If you think of the strings as being an extension of the neck, you'll see that the whole business can rotate around the point at the top of the bridge. In the limit the end of the neck can be flush with the edge: zero overstand. Reducing the overstand actually increases the break angle, all else equal. Adjusting that is a matter of how you cut the neck pocket.

As rlrthett said, I did a rather involved experiment some years back looking at the relative effects of break angle and string height off the top in the sound of a Classical guitar. The conclusions would generalize pretty to steel string flat tops, but are less applicable in general to arch tops. However, the stuff about the minimal break angle certainly holds.
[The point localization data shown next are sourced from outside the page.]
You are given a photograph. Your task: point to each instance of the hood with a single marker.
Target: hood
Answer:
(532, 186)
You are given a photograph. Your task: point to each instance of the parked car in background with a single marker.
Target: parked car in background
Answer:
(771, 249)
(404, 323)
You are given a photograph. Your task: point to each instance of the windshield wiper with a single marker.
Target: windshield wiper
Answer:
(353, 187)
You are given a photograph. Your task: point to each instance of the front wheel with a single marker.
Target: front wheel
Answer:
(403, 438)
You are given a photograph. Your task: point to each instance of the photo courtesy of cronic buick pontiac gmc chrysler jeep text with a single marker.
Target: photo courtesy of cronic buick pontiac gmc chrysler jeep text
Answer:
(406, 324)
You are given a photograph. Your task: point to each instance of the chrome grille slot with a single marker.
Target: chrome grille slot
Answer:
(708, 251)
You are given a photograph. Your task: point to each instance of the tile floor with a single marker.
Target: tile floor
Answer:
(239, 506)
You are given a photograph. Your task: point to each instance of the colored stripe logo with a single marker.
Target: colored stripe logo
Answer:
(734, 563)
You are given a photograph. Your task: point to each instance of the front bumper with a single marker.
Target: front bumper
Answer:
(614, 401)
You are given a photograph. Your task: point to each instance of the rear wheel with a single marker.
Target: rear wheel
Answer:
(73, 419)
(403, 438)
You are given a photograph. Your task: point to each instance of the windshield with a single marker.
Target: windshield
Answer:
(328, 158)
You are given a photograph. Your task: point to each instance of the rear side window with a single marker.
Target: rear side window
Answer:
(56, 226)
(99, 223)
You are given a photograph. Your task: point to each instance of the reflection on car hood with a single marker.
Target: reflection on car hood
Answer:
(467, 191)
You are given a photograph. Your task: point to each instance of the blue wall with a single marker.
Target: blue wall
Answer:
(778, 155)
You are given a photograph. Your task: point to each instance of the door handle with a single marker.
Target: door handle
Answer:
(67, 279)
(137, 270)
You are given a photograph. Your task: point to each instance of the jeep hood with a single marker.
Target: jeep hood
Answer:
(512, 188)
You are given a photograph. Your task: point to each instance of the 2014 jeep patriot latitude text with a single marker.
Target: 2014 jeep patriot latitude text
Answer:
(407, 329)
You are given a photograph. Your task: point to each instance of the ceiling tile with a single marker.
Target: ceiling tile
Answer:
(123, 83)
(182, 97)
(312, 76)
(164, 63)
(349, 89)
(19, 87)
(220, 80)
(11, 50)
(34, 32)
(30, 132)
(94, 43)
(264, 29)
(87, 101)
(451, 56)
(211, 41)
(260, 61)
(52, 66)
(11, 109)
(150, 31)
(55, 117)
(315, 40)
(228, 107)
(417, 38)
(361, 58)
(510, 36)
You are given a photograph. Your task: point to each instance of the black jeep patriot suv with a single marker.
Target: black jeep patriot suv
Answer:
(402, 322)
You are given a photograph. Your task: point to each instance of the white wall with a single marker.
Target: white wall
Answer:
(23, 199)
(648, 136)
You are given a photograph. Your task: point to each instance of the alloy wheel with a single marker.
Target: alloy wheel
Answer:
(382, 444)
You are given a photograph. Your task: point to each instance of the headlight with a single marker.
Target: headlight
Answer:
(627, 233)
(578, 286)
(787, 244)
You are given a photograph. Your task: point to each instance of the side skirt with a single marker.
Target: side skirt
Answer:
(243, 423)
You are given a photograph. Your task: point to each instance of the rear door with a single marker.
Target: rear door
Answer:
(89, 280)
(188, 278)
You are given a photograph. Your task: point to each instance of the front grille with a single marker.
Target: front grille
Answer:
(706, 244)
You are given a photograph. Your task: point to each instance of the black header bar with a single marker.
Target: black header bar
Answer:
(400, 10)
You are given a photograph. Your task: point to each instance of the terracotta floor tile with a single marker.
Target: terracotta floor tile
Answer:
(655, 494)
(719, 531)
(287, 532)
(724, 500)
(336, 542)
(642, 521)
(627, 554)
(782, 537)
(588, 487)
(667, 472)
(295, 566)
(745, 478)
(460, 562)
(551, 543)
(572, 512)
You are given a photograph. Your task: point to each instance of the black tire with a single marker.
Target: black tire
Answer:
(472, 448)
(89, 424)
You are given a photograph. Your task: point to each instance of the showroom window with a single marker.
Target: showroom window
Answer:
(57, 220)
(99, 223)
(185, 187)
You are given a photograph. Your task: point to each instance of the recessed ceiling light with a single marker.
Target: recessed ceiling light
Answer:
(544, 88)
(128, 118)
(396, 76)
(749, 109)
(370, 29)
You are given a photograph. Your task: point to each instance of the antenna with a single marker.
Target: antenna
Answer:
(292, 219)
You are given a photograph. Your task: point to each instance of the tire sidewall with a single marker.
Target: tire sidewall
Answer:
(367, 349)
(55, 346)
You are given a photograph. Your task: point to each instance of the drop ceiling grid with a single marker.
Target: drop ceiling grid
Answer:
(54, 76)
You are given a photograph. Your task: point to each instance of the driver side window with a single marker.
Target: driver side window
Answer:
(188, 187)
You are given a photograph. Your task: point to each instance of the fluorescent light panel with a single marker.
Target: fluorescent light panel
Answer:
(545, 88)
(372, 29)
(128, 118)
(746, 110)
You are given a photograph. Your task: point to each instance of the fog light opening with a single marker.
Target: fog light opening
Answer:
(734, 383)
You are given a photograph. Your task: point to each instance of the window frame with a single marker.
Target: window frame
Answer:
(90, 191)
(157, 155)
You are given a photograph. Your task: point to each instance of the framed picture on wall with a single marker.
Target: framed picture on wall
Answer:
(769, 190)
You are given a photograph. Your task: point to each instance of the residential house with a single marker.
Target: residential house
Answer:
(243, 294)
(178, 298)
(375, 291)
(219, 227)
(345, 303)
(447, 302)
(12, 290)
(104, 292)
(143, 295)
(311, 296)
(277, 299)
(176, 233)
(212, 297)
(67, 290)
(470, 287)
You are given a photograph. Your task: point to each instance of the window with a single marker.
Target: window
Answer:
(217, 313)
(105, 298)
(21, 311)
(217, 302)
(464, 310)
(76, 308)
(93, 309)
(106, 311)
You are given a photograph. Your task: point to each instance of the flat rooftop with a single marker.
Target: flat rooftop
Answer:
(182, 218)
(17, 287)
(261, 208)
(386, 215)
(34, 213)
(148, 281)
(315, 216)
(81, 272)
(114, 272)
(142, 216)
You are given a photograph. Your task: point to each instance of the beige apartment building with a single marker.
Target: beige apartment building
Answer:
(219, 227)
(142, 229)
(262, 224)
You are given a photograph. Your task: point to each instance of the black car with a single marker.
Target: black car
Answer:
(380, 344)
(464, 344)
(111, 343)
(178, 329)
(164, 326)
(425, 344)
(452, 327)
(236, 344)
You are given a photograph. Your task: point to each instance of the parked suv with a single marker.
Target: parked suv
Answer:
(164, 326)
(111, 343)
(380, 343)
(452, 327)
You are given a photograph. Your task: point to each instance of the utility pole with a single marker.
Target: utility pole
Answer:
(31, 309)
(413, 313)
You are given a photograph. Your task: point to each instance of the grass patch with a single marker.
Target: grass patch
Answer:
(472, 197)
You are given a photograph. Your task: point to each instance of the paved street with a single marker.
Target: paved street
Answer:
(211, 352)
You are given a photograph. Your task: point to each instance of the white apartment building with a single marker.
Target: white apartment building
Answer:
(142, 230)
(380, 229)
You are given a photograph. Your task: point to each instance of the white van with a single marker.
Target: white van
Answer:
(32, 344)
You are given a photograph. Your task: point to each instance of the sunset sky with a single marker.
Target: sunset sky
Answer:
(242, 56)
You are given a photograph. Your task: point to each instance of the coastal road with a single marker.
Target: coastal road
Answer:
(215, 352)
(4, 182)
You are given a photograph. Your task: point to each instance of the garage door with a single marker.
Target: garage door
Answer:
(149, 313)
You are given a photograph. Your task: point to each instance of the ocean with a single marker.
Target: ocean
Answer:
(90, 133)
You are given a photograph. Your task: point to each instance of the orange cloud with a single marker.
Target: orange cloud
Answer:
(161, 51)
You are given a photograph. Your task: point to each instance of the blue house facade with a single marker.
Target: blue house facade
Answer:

In my experiment, I used a mechanical 'plucker' to activate the strings. It always plucked them with the same force (within about 2%) at the same location and made the string vibrate 'vertically' with respect to the soundboard plane. The strings traveled 'up and down', with no 'crosswise' component. In that circumstance, a break angle of six degrees was 'enough'. What defines 'enough' is the fact that the string vibration stops at the top of the saddle. If you don't get enough break angle the strings can hop off the top of the saddle when they're pulling upward. If this happens more than minimally (one hop right at the start, say), you'll know it.

Real strings get pulled aside as they're plucked, and they can be dragged across the top of the saddle, or simply roll sideways. On a flat top you need more break angle to prevent this, but most archtops, in fact, notch the saddle specifically to prevent this. Thus an archtop can get away with something pretty close to six degrees of break (174 degrees on Freeman's digital protractor) without problems. On a flat top I suspect that you need closer to 12-15 degrees.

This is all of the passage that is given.